Foster a More Direct Relationship With The Community

In order to use the bully pulpit, first people have to care.  Most developers didn’t even know that TAG existed until very recently.  The connections/credentials that the newly elected members have in the developer community is just one reason I actively campaigned on their behalf.  TAG members should hear, if not experience first hand, the pain and feedback that comes from the wider development community. We don’t ask that they solve each issue, merely that we feel that they understand them and aren’t off in an ivory tower somewhere saying “Let them eat cake” while we all starve.

A more public presence of TAG / members

One of the most interesting and effective things to happen in semantic web, in my opinion, was when TimBL did a couple of Ted Talks.  We need representatives that lots of people are willing to listen to, and I think we’ve just elected some good ones.  I for one would love to see blogs and talks by members (taking their TAG hats off if necessary) just to let people know that they are out there, involved and thinking deeply about significant issues whether those issues necessarily get picked up and addressed formally by TAG or not.

Back in the late 1990’s and early 2000’s TimBL wrote a series of thoughts on design issues (http://www.w3.org/DesignIssues) including one that I love called “The Evolution of a Specification” (http://www.w3.org/DesignIssues/Evolution.html) which contains a lot of great insights and thoughts.  With a decade and a half in retrospect, I’d love to hear updated thoughts from him and others.

Consider how W3C process/policy affect long term health

Noah (the TAG co-chair) said,  “The TAG’s charter is to focus on the long-term architectural viability of the Web, but we need to do a much better job of having impact year-by-year. My perception is that these goals are sometimes in tension.
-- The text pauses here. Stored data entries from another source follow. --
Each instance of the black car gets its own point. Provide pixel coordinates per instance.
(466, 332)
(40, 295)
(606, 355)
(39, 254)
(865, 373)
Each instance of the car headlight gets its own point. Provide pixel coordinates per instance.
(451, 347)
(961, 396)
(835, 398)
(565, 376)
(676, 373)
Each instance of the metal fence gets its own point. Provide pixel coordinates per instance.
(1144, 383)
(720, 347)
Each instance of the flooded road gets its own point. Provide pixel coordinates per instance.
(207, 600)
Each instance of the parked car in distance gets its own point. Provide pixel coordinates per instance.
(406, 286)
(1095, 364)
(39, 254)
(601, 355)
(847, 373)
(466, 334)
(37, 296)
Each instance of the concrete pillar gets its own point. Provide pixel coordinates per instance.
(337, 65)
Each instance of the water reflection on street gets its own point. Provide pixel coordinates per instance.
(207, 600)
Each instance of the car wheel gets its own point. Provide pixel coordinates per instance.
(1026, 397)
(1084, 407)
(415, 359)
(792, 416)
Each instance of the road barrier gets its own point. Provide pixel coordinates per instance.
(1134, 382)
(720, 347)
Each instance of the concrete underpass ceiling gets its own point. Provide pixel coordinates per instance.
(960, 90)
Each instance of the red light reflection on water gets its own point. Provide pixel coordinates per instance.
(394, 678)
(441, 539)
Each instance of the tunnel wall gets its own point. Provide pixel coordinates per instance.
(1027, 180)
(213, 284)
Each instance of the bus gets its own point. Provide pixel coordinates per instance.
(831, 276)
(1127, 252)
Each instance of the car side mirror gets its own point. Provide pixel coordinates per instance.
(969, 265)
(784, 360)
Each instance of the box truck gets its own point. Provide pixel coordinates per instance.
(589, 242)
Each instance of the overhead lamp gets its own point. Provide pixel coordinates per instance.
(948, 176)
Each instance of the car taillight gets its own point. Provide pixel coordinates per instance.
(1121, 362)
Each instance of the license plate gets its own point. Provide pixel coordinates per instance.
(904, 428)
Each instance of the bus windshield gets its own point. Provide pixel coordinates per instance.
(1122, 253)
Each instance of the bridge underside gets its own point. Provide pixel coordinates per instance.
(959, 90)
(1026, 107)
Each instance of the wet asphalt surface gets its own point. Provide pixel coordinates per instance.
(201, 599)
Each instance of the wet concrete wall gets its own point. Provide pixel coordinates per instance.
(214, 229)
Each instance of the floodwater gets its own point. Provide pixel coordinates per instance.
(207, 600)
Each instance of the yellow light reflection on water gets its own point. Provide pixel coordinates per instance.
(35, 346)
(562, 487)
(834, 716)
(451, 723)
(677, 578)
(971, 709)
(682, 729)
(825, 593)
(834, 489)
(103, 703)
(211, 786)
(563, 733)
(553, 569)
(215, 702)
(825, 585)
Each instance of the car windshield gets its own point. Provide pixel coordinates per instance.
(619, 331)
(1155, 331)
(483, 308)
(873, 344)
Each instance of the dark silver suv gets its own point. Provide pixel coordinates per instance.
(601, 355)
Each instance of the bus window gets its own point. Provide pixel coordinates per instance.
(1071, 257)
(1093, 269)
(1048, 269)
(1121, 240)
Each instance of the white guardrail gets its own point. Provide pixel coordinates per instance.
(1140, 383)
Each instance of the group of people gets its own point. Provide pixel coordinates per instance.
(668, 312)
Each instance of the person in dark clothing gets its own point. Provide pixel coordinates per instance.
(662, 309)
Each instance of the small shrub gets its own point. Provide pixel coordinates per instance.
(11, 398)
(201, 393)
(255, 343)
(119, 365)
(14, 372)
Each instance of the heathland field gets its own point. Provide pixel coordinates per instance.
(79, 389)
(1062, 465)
How do we help a community that’s implementing “early and often” to also build an architecture that’s clean and will scale for decades?”

Historically within W3C at at large it does seem that those two things are often (maybe always) tension, but it doesn’t seem that they inherently need be and I think that that is something I would love to see TAG discuss.  A healthy architecture requires a system/processes that promotes health and I feel that there is currently a lot that doesn’t.
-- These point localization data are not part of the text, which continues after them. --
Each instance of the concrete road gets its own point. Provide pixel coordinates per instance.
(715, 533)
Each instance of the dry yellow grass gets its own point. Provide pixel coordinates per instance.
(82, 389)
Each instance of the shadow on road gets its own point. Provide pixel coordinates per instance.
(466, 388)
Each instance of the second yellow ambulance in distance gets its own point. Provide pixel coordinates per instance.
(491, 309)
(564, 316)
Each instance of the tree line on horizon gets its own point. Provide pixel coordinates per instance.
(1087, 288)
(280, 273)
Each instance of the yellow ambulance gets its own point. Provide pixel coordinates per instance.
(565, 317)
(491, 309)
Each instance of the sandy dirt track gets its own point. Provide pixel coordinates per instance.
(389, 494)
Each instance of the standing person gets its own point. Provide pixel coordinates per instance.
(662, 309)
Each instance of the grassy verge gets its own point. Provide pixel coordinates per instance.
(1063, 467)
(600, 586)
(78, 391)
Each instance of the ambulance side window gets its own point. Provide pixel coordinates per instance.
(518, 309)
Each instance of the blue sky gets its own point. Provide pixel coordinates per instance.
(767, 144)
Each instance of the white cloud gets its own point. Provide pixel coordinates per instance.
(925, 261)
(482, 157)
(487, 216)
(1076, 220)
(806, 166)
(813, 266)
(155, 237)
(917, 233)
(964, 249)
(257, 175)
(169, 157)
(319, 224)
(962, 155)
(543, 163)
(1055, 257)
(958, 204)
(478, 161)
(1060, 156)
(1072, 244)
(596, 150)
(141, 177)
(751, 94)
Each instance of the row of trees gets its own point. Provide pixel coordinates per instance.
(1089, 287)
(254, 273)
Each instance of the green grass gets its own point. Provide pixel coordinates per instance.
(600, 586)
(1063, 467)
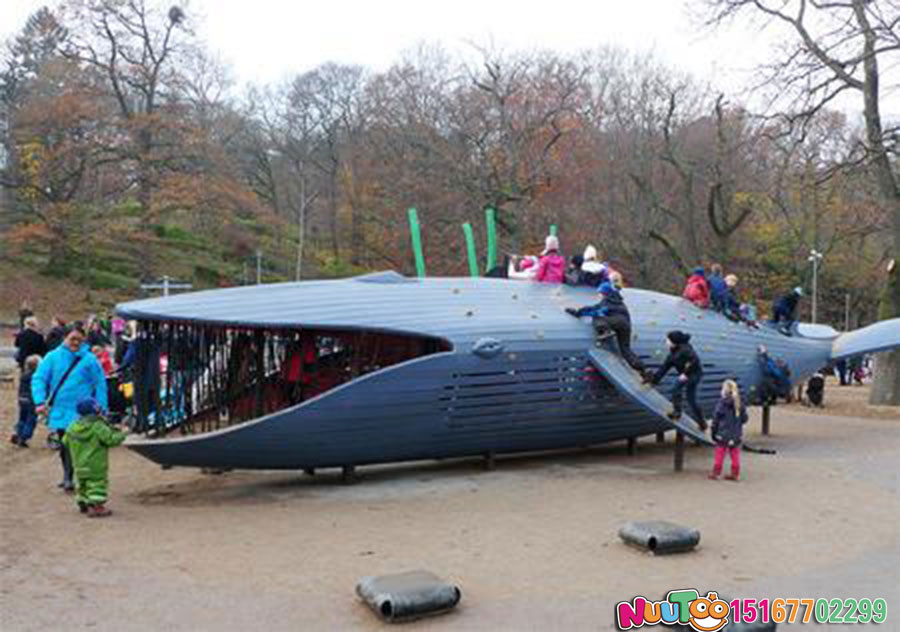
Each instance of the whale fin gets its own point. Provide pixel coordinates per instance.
(881, 336)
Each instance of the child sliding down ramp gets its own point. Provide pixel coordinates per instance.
(630, 385)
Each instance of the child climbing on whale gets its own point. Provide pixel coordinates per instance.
(685, 360)
(611, 318)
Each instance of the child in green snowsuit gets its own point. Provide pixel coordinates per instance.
(89, 439)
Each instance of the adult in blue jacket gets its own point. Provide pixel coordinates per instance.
(53, 375)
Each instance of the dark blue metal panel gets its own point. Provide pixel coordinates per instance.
(538, 392)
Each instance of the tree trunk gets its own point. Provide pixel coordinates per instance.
(886, 385)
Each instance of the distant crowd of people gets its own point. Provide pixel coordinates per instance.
(70, 377)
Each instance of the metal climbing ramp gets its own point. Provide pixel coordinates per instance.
(629, 384)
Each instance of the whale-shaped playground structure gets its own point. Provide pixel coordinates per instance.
(383, 368)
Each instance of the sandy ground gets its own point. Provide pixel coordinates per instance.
(533, 544)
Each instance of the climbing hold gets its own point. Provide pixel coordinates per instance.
(408, 596)
(660, 537)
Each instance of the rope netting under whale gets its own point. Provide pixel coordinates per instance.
(200, 377)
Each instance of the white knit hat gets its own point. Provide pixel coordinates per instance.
(551, 243)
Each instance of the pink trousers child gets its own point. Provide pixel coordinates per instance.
(719, 461)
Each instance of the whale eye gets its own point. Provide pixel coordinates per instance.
(487, 348)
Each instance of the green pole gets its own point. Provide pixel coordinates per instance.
(470, 249)
(417, 242)
(490, 218)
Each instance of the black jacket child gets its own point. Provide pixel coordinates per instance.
(682, 358)
(29, 342)
(728, 425)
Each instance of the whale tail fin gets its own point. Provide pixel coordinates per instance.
(881, 336)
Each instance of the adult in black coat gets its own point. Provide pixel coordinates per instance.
(29, 341)
(686, 362)
(56, 334)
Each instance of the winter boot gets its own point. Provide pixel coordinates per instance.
(98, 511)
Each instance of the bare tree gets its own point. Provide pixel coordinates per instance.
(135, 46)
(835, 48)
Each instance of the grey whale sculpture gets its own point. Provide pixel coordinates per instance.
(513, 372)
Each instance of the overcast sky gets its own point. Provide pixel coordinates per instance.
(266, 40)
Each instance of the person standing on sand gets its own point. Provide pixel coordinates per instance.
(686, 363)
(67, 375)
(727, 430)
(29, 341)
(56, 334)
(27, 415)
(89, 439)
(24, 312)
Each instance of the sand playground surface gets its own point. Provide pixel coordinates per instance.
(533, 544)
An inordinate amount of fuss and time and energy is spent at what really amounts to bike-shedding and formalities that are taken because of some other obscure formality which – at the end of the day, to many of us it seems at best silly and at worst confusing.  I’d like to see TAG comment on whether fixing some of this is actually part of creating a stable and healthy architecture – I think it is.

I think that you can sum up a lot of my thoughts on this as: Paving cowpaths implies that cowpaths can be created in the first place and really, they often can’t, and I think that is unhealthy and leads to an inordinate amount of missteps.

Layers, layers, layers

If TAG deals with helping to create layers and fundamental principles that allow, maybe even encourage evolution, then it’s work (and W3C’s) will be relevant for decades to come, and we will be able to collect data to show it.  Even if certain layers are improved or replaced, we will no more mourn them than we do the loss of manual typesetting when we read a book.

What we can learn from phone numbers?

The co-chair also cited the phone number system created 90+ years ago as example of something that has stood the test of time and a kind of model of what TAG needs to do as one of its larger goals “… part of the TAGs role is to help the community build a Web that will be viable in growing in 50 years, and maybe 100.”

Here are what lessons I think are worth drawing from that:

  • Like much of the success of the early Web it’s success appears to be largely because it is really about a targeted and small thing that wasn’t necessarily technically the best – it was the best that they could sell.
  • The inventors never imagined, or tried to imagine, all of the myriad of things that telephone numbers would be used for 50 and 100 years out – and if they had, you can bet they would have missed the mark substantially.
  • While it was created in 1923, it wasn’t really the world-wide standard until it beat out all of the competition much later.  It is entirely plausible that in the intervening years something better could have come along and displaced it.
  • It was decoupled from the larger system enough in design to allow that phones, transmission lines, and wholly new ideas using this infrastrucuture could all evolve more or less independently.

I am earnestly looking forward to hearing/reading more from this group and hope that other voices in the community (like you?) will contribute to the conversations and help make our collective future a better place.